Apesar das peculiares cores berrantes, é o tom sóbrio e seco que predomina no novo drama de Pedro Almodóvar. No acender das luzes, depois da projeção de Julieta, vigésimo filme do cineasta espanhol, o espectador sente a degeneração psicológica imposta pelas lacunas existenciais acumuladas ao longo de uma trajetória sofrida e marcada por perdas.
Almodóvar entrega a história da personagem título em dois momentos da vida: na juventude e na meia idade. Destaque para o bom trabalho das atrizes Adriana Ugarte e Emma Suárez. O processo de construir a mesma mulher em momentos cronológicos diferentes é desafiador e exigiu uma profunda imersão emocional na alma da personagem.

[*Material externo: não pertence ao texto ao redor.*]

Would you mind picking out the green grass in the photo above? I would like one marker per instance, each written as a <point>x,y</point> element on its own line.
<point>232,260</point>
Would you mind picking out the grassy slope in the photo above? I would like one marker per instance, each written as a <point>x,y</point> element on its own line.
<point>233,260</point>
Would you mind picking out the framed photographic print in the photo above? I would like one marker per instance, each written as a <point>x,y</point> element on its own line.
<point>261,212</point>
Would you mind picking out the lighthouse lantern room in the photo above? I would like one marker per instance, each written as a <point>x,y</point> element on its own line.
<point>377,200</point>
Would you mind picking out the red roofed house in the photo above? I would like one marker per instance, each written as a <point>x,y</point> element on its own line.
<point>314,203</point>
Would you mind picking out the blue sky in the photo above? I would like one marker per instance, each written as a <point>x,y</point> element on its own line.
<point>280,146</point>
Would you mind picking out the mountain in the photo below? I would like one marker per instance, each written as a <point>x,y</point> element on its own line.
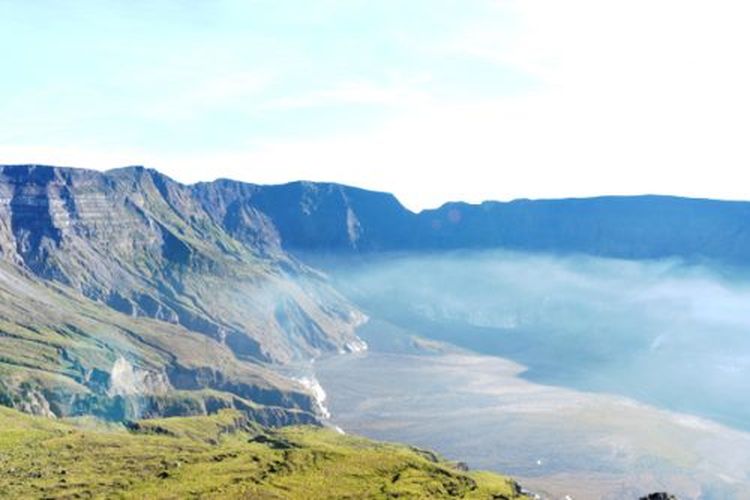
<point>333,218</point>
<point>123,297</point>
<point>222,456</point>
<point>127,294</point>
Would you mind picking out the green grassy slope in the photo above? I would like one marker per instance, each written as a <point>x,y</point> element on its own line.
<point>221,456</point>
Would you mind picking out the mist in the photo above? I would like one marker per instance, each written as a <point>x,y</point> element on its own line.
<point>667,333</point>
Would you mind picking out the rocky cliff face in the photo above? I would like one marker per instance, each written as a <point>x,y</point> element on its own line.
<point>339,219</point>
<point>158,298</point>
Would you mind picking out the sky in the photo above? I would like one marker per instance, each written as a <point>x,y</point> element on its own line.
<point>433,100</point>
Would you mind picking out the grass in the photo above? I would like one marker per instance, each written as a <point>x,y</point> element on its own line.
<point>220,456</point>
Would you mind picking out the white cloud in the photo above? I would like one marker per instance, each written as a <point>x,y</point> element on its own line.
<point>357,92</point>
<point>637,96</point>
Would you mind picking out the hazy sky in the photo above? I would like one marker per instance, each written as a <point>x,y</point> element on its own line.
<point>434,100</point>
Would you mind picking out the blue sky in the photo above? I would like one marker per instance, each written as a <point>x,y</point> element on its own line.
<point>434,100</point>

Após um encontro acidental com uma amiga nas ruas de Madri, Julieta volta a perseguir um passado que estava soterrado: a busca por Antía, sua única filha, com quem não tem contato há mais de 12 anos.
Menos verborrágica que outras protagonistas comumente associadas ao diretor, sua odisseia percorre o território do luto, da culpa e do abandono. Julieta é vulnerável. Tornou-se calada e circunspecta ao longo dos anos. São muitas palavras não ditas e emoções reprimidas. Da relação caudalosa com o pescador Xoan (Daniel Grao) à crise que se instaurou entre mãe e filha anos mais tarde. De comportamentos distintos, há mistérios nas fases de transformação das personagens após o trágico episódio que conduz o longa-metragem. Os laços maternais ora frouxos ora apertados instigam a reflexão sobre as relações humanas.

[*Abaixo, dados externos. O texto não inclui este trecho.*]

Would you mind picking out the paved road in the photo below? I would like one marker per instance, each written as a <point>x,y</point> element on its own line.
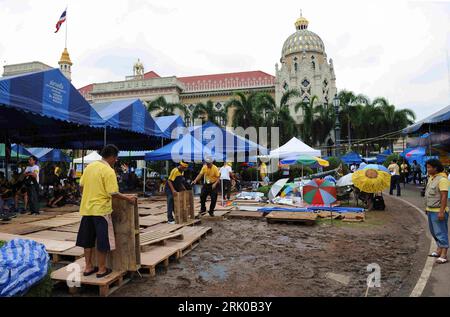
<point>439,281</point>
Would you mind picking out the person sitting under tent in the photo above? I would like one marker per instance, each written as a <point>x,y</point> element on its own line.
<point>59,196</point>
<point>211,176</point>
<point>175,183</point>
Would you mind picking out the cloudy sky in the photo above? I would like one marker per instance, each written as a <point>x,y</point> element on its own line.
<point>397,49</point>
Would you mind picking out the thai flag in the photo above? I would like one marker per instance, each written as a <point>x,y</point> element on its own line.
<point>61,20</point>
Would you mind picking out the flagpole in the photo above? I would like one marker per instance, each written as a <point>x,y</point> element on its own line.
<point>66,30</point>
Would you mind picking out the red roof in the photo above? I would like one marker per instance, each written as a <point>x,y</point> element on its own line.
<point>227,81</point>
<point>86,89</point>
<point>150,75</point>
<point>212,82</point>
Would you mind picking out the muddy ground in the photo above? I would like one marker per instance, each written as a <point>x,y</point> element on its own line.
<point>253,258</point>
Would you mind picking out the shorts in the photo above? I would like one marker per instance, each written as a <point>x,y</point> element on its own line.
<point>96,231</point>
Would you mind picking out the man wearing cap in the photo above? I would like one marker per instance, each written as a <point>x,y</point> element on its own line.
<point>175,183</point>
<point>211,176</point>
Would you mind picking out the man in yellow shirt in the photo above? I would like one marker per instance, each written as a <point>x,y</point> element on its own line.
<point>436,195</point>
<point>211,176</point>
<point>174,184</point>
<point>99,185</point>
<point>395,177</point>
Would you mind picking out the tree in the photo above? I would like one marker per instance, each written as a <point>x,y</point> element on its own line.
<point>323,122</point>
<point>165,108</point>
<point>208,109</point>
<point>275,116</point>
<point>308,118</point>
<point>245,112</point>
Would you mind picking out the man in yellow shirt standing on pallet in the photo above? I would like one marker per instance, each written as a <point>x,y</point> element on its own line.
<point>99,185</point>
<point>436,196</point>
<point>211,175</point>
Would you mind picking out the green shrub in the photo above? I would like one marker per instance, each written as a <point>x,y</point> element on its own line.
<point>392,157</point>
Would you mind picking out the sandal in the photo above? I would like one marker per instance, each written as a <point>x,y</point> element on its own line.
<point>95,270</point>
<point>108,271</point>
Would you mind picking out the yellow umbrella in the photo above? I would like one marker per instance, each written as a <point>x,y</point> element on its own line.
<point>371,179</point>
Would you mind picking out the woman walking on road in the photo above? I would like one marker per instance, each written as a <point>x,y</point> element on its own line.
<point>436,208</point>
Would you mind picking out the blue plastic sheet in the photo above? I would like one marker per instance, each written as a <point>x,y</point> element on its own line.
<point>23,263</point>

Os espaços geográficos e temporais são partes substanciais do filme. Lugares, encontros e desencontros, passado e presente. Cada situação tem algo a dizer. Até os objetos balbuciam. Os bolos de aniversário nunca tiveram um gosto tão amargo.
O roteiro e direção demonstram o domínio do que têm a dizer, tanto pela estética quanto pela narrativa. Almodóvar incorpora o mistério à sua habilidade de permear o universo feminino com maestria.
São muitas informações e referências. As cenas dentro do trem fazem lembrar de Pacto Sinistro (1951) do mestre do suspense Alfred Hitchcock. Outro destaque vai para a atuação de Rossy de Palma, uma empregada enxerida e bem sinistra.
A ambientação e o figurino requintados e elegantes são outro acerto. A Julieta dos anos 1980 com características típicas da época – especialmente cabelo e roupas – se transfigura em uma mulher austera e desesperançosa nos dias atuais.
A trama foi baseada nos contos do livro “Fugitiva” da escritora canadense Alice Munro, vencedora do Prêmio Nobel de Literatura em 2013. Julieta é um filme distintivo na carreira de Almodóvar. O cineasta esquiva-se das excentricidades usuais e de personagens tresloucados como Mulheres à Beira de um Ataque de Nervos (1988), Ata-Me (1990) e Kika (1993) e constrói um drama mais convencional, mas que resultou em um primoroso trabalho.